We are working with Dr. Johan Valstar from Deltares (Netherlands) on developing an ensemble Kalman-based data assimilation system for management of groundwater contamination. We aim at assimilating any available data to a coupled subsurface flow and contaminant transport model. Another goal of the project is to define an efficient strategy for optimizing the design of an observational system.

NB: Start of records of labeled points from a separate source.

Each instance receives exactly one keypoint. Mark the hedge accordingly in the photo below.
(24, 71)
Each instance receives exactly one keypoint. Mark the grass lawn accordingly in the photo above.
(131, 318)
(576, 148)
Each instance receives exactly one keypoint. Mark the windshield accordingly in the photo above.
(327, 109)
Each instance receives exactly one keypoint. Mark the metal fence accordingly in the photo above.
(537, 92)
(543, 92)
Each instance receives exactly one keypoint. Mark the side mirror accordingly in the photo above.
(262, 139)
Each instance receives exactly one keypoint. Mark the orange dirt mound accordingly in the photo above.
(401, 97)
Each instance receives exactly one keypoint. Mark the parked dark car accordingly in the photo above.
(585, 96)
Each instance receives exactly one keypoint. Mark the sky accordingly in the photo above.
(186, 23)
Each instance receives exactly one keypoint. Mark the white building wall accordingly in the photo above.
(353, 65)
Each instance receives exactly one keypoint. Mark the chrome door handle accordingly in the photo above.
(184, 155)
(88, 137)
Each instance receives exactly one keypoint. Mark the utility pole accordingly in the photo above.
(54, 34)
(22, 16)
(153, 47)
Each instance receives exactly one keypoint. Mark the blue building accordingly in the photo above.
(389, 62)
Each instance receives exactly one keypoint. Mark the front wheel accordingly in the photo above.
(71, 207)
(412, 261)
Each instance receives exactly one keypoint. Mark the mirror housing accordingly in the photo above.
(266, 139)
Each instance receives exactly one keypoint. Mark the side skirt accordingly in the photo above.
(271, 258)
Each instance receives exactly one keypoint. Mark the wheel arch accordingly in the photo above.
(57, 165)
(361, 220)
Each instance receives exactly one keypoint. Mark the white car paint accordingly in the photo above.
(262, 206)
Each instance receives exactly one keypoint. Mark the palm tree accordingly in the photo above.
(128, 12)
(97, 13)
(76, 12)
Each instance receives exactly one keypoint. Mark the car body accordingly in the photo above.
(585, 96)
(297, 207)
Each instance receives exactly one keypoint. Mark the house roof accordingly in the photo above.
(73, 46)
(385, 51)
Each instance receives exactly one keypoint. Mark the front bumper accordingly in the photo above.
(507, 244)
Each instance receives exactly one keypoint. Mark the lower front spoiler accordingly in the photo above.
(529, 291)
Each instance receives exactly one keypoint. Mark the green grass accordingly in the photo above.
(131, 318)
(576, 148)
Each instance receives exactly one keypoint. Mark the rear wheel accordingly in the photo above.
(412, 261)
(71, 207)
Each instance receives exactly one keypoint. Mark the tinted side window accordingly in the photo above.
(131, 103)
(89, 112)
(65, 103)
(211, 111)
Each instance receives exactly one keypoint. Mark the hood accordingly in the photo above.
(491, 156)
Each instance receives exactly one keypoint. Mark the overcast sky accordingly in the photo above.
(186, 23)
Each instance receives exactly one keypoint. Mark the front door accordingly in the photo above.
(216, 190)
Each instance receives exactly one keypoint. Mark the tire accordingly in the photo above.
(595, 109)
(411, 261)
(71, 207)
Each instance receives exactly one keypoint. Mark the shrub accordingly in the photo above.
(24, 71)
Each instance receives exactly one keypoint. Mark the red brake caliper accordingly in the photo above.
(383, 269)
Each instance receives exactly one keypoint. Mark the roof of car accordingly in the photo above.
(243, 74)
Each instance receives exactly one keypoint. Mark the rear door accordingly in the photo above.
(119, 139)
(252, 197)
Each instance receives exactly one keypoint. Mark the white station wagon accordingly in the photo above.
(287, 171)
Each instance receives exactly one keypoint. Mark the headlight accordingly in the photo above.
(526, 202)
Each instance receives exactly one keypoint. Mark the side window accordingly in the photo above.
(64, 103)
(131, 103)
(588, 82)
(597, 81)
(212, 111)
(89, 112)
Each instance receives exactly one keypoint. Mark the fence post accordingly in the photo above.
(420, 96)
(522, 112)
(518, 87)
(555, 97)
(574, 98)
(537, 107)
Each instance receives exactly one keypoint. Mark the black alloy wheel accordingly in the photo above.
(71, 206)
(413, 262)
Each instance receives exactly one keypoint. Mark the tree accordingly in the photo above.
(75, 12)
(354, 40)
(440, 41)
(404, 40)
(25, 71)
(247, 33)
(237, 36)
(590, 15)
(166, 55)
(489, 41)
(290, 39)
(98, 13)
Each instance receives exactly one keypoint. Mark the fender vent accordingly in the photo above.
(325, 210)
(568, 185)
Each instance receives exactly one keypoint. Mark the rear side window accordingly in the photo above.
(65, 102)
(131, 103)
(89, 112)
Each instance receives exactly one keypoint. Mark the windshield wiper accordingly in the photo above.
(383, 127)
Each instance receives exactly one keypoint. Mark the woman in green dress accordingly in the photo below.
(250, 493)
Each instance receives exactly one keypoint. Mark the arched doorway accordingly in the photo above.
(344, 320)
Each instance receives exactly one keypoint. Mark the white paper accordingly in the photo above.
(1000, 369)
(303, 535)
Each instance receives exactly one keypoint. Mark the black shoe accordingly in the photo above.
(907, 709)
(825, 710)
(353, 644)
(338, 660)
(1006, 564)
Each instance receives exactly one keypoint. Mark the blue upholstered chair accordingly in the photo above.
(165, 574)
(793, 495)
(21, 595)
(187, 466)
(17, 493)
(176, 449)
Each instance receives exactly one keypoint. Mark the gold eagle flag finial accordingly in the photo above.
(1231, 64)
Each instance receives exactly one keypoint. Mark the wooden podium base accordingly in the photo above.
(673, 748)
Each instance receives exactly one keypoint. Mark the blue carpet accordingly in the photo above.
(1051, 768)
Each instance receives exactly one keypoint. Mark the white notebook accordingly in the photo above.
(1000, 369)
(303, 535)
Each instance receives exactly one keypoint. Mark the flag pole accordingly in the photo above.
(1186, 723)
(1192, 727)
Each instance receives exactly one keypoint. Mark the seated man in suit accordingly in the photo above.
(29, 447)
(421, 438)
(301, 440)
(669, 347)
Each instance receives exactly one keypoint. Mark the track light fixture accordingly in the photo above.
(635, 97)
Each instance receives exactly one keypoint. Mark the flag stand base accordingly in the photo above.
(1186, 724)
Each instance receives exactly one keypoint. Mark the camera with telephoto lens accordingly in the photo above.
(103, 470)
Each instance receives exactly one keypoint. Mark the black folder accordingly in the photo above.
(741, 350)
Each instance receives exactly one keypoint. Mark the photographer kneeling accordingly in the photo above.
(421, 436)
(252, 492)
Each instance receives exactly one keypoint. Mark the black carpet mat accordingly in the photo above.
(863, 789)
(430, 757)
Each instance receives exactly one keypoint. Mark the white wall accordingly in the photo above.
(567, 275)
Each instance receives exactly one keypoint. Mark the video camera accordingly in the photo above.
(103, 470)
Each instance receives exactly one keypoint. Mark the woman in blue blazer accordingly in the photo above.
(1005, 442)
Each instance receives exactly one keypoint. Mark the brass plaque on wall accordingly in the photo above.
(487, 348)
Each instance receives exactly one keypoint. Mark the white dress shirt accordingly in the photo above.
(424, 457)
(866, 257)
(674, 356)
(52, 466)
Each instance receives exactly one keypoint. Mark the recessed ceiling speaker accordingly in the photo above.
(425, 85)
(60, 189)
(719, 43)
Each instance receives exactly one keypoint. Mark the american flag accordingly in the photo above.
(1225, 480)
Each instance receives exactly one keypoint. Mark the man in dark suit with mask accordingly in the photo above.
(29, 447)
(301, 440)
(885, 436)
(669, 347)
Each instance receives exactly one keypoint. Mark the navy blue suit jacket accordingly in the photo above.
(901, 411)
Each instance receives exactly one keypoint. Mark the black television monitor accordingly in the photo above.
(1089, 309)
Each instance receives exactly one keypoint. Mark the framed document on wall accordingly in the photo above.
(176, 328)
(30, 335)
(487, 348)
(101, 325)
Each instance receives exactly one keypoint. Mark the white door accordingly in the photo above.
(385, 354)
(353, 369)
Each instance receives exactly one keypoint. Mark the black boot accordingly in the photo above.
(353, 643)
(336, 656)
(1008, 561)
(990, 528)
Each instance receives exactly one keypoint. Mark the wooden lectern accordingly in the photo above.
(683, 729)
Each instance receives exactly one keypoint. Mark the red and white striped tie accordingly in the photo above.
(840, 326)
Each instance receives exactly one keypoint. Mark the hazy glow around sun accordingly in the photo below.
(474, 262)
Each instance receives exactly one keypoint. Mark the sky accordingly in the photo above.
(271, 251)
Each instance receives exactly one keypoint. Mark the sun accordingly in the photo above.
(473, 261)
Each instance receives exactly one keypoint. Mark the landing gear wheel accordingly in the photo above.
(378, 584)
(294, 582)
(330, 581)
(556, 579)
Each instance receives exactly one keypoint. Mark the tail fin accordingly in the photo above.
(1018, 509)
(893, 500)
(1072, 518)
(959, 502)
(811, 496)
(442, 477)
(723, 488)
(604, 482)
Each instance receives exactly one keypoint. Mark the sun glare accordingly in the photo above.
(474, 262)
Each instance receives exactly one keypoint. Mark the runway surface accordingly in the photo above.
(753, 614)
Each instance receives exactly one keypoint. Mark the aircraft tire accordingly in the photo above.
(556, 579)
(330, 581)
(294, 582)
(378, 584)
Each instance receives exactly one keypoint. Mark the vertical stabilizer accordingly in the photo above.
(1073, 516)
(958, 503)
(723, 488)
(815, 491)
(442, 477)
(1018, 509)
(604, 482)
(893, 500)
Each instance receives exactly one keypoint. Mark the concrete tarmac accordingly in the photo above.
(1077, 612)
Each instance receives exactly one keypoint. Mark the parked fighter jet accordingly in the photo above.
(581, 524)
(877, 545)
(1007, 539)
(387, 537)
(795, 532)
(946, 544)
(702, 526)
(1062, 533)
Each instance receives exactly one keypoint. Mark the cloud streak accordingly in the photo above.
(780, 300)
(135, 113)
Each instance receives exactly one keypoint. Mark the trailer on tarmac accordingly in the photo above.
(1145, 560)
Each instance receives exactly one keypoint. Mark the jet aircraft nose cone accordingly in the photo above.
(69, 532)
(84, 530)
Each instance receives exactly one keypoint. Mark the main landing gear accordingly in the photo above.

The goal of this project is to develop efficient and fully nonlinear Bayesian filters capable of assimilating all available reservoir data to monitor and manage the state of complex reservoirs. We are focusing on assimilation of seismic data, but our long-term goal is to utilize all available reservoir data, including wells ata, EM data, remote sensing data, etc
The objective of the project is to advance the ability of climate scientists and oceanographers to quantify uncertainties stemming from parameterizations of highly non-linear phenomena. In particular, we are working on developing an innovative strategy for quantifying uncertainties and improving the skill of the KPP (“K profile parameterization”) that is used to represent vertical mixing processes within surface boundary layer of the ocean (Large et al., 1994).
Using 30 years of satellite remotely sensed Sea Surface Temperature (AVHRR) and ocean colour (CZCS & SeaWiFS) data, we are looking for evidence of intense warming and its potential impact on the Red Sea biology (phytoplankton and fisheries).